Cortland officials initially thought work would begin on Main Street this summer. But that’s not going to happen.
The timeline for the $5 million overhaul of Main Street — the centerpiece of the state-funded $10-million Downtown Revitalization Initiative — is now looking at a year delay, with construction beginning in the summer of 2021 and not this summer as previously planned.
Fisher Associates, the Syracuse-based engineering firm hired by the city for the initial design work, has completed a basic map of the existing infrastructure of Main Street, said Chris Bistocchi, the city’s superintendent of public works.
Bistocchi said last September that Fisher Associates would complete a final design by January or February — that is, right about now. He also said that construction on Main Street would begin in June.
But that design work has yet to be completed, he said.
The city has at least two subcommittees that provide advice on this project, said Mayor Brian Tobin.
One of those subcommittees, a steering committee of about 16 people — mainly city staff, consultants and Main Street business owners — met in January at the Elks Lodge at Main Street.
Another subcommittee — the arts committee — will meet at 2:30 p.m. March 4, at the city’s wastewater treatment plant at 251 Port Watson St., but that location may change, said committee Chairman Frank Kelly.
These two groups have been hashing out the details of the design, which will then be presented to the public at future Common Council meetings, but no presentations have yet been scheduled. Bistocchi said the infrastructure portion of that design — including the water mains and sanitary and storm sewers — should be completed by October. That plan will include a larger storm sewer system on Main Street.
“Right now the existing storm sewer just doesn’t have capacity to handle” major rain events, he said, pointing to flooding that occurred near some Main Street sewer drains during a July 16 storm. City workers measured 2 inches of rain in 36 minutes on the gauge at the city’s wastewater treatment plant during that storm.
Main Street design
The surface design for Main Street will require the most wrangling, because this includes controversial elements about parking and lane redesign, as well as the current proposal to change Main Street from a one-way to a two-way street.
Bistocchi said most of this design should be done by Christmas and the entire design plan will be finished by March or April of 2021 so work can begin that summer.
Because business owners have said they want a plan that accommodate delivery trucks, Bistocchi said he is pushing for a middle turn lane — or what’s known as a “TWLTL” or a two-way left turn lane — in which cars can make left turns and delivery trucks can temporarily park and unload.
Tobin said the delay in the project is necessary to make sure the project is done right.
“This stuff goes slowly.
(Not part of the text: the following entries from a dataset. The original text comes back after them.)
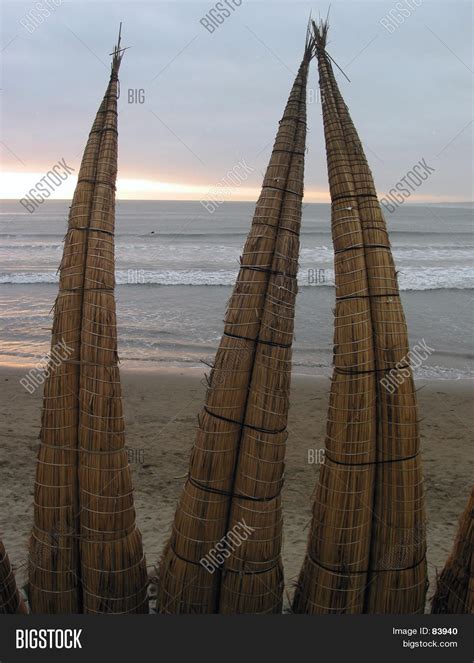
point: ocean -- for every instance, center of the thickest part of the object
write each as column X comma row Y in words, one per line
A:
column 176, row 264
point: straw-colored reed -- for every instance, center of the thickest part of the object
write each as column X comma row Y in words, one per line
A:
column 237, row 461
column 11, row 601
column 86, row 553
column 455, row 584
column 366, row 550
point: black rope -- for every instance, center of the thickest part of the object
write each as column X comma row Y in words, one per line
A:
column 363, row 246
column 258, row 340
column 373, row 462
column 242, row 424
column 92, row 181
column 221, row 564
column 341, row 371
column 226, row 493
column 280, row 149
column 343, row 196
column 350, row 573
column 87, row 228
column 386, row 294
column 277, row 188
column 266, row 270
column 99, row 131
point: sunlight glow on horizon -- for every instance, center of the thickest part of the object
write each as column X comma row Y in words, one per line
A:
column 14, row 186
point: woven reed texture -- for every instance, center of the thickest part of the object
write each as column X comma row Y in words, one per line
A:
column 455, row 584
column 86, row 553
column 237, row 461
column 10, row 598
column 366, row 550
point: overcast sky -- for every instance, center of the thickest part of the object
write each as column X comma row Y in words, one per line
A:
column 214, row 99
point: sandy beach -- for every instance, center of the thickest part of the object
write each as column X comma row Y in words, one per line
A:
column 161, row 409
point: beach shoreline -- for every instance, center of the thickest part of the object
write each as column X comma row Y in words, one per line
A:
column 161, row 407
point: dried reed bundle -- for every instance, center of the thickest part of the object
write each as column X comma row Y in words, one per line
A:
column 10, row 598
column 237, row 462
column 366, row 550
column 455, row 585
column 86, row 552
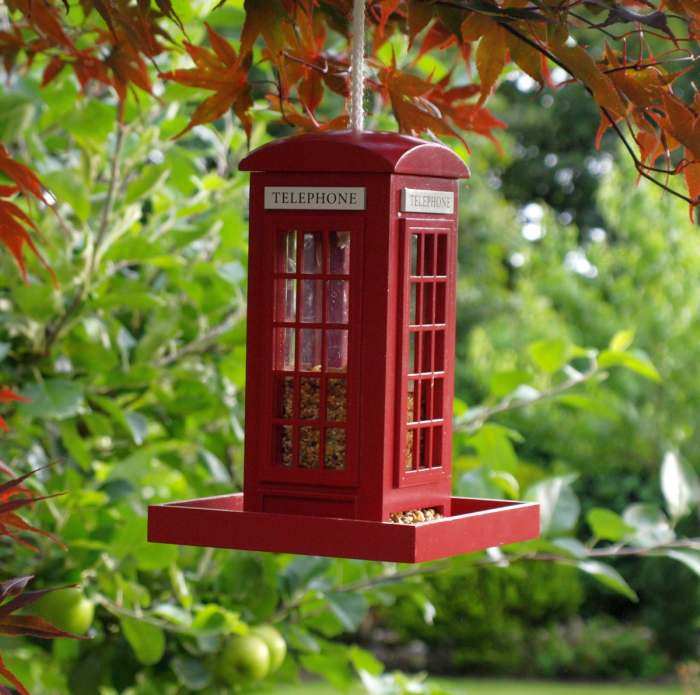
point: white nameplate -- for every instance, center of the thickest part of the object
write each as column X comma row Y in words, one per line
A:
column 322, row 198
column 420, row 200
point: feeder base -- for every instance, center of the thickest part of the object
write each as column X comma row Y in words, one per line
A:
column 220, row 522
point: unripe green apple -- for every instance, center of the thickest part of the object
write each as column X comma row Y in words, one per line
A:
column 67, row 609
column 275, row 643
column 245, row 658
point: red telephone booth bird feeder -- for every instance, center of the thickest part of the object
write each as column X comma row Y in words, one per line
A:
column 351, row 333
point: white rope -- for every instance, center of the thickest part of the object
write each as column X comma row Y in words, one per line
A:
column 357, row 67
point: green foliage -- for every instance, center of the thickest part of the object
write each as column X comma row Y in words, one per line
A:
column 135, row 370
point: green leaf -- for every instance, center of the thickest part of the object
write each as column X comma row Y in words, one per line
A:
column 550, row 355
column 680, row 485
column 191, row 673
column 494, row 447
column 636, row 362
column 147, row 641
column 651, row 527
column 363, row 660
column 690, row 558
column 607, row 525
column 55, row 398
column 621, row 341
column 68, row 187
column 350, row 609
column 608, row 576
column 559, row 506
column 149, row 178
column 75, row 444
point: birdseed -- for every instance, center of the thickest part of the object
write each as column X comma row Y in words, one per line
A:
column 415, row 516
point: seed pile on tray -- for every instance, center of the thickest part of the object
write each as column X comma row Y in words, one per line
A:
column 415, row 516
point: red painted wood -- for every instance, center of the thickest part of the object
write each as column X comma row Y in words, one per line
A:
column 321, row 510
column 221, row 522
column 349, row 152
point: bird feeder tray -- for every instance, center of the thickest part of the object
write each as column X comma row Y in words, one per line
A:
column 221, row 522
column 352, row 280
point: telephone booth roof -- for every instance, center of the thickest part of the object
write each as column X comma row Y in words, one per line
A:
column 347, row 151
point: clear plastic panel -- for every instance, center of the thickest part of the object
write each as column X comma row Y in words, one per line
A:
column 309, row 447
column 337, row 301
column 335, row 453
column 311, row 301
column 339, row 253
column 284, row 349
column 310, row 398
column 284, row 397
column 336, row 400
column 287, row 259
column 312, row 253
column 286, row 300
column 337, row 350
column 310, row 350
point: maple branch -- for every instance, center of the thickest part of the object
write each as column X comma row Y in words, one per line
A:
column 53, row 330
column 642, row 169
column 109, row 203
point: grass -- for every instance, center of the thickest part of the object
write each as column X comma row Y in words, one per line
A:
column 505, row 687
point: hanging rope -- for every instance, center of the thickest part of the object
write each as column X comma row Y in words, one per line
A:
column 357, row 67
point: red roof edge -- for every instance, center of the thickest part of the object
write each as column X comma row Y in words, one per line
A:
column 346, row 151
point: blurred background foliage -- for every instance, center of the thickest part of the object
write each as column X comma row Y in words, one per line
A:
column 135, row 370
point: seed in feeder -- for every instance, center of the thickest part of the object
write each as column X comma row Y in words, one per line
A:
column 334, row 458
column 408, row 456
column 285, row 445
column 286, row 397
column 309, row 447
column 336, row 400
column 415, row 516
column 310, row 399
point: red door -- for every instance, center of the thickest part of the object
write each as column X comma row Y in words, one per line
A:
column 427, row 351
column 315, row 266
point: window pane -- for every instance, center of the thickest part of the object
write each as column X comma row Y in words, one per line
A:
column 334, row 457
column 337, row 350
column 287, row 259
column 439, row 361
column 283, row 445
column 442, row 255
column 411, row 401
column 429, row 254
column 284, row 349
column 425, row 394
column 427, row 308
column 339, row 253
column 310, row 398
column 285, row 300
column 336, row 400
column 312, row 253
column 414, row 254
column 413, row 301
column 438, row 397
column 423, row 447
column 426, row 352
column 440, row 302
column 311, row 301
column 337, row 301
column 284, row 397
column 437, row 447
column 310, row 350
column 309, row 447
column 408, row 453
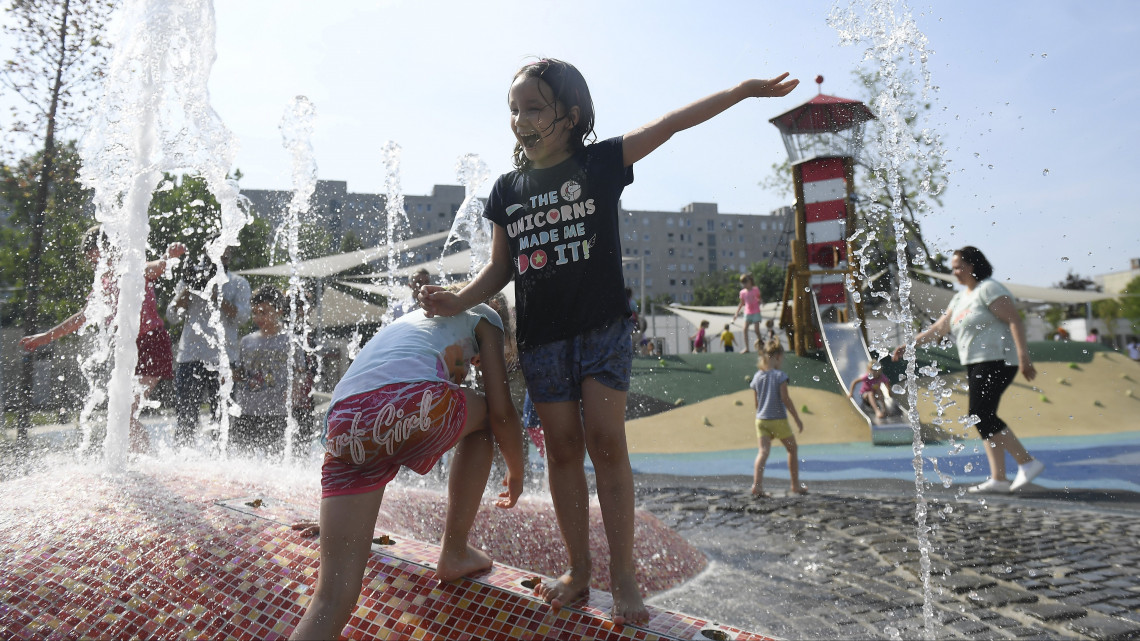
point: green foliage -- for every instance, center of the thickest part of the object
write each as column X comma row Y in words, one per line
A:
column 65, row 274
column 723, row 287
column 56, row 53
column 920, row 184
column 184, row 210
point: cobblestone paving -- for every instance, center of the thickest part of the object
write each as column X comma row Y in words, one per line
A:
column 844, row 564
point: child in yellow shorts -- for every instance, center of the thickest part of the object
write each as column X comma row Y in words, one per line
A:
column 773, row 405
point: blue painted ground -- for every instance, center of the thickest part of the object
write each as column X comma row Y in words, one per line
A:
column 1085, row 462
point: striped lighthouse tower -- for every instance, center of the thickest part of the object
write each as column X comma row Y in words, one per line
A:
column 824, row 230
column 823, row 137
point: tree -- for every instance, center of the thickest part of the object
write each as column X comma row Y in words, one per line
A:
column 723, row 287
column 922, row 179
column 57, row 54
column 1108, row 310
column 1130, row 303
column 184, row 209
column 1076, row 282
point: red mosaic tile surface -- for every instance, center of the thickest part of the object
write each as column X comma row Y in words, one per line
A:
column 164, row 553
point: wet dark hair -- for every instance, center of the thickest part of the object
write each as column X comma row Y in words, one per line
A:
column 270, row 294
column 94, row 238
column 570, row 90
column 977, row 260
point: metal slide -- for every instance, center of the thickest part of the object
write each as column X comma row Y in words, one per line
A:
column 848, row 355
It has to go slowly,” Tobin said. “We’re moving methodically because it’s the right way to go.”
Work on a separate project on Clinton Avenue, however, will continue as planned. Last summer, work crews replaced the water main along Clinton Avenue and cut down trees that were in the way.
This summer, crews will replace the rest of the underground infrastructure — including the sanitary and storm sewers — of Clinton Avenue to Main Street, said Nic Dovi, assistant superintendent of public works.
Surface renovations — including curbing, sidewalks, paving and lighting — will be tackled in the summer of 2021, he said.
These construction projects are part of a larger project that will revamp the east-west corridor of the city from Clinton to Groton Avenue, including bike paths that will run from Yaman Park to SUNY Cortland; the city has obtained about $21 million in state and federal funds for the project.
Bistocchi said the city is trying to avoid working on Main Street and Clinton Avenue simultaneously.
“It really doesn’t make sense to have both ripped up at the same time,” Bistocchi said.
“We’ve always been sensitive to the disruption of traffic into the downtown core,” said Mack Cook, the city’s director of administration and finance.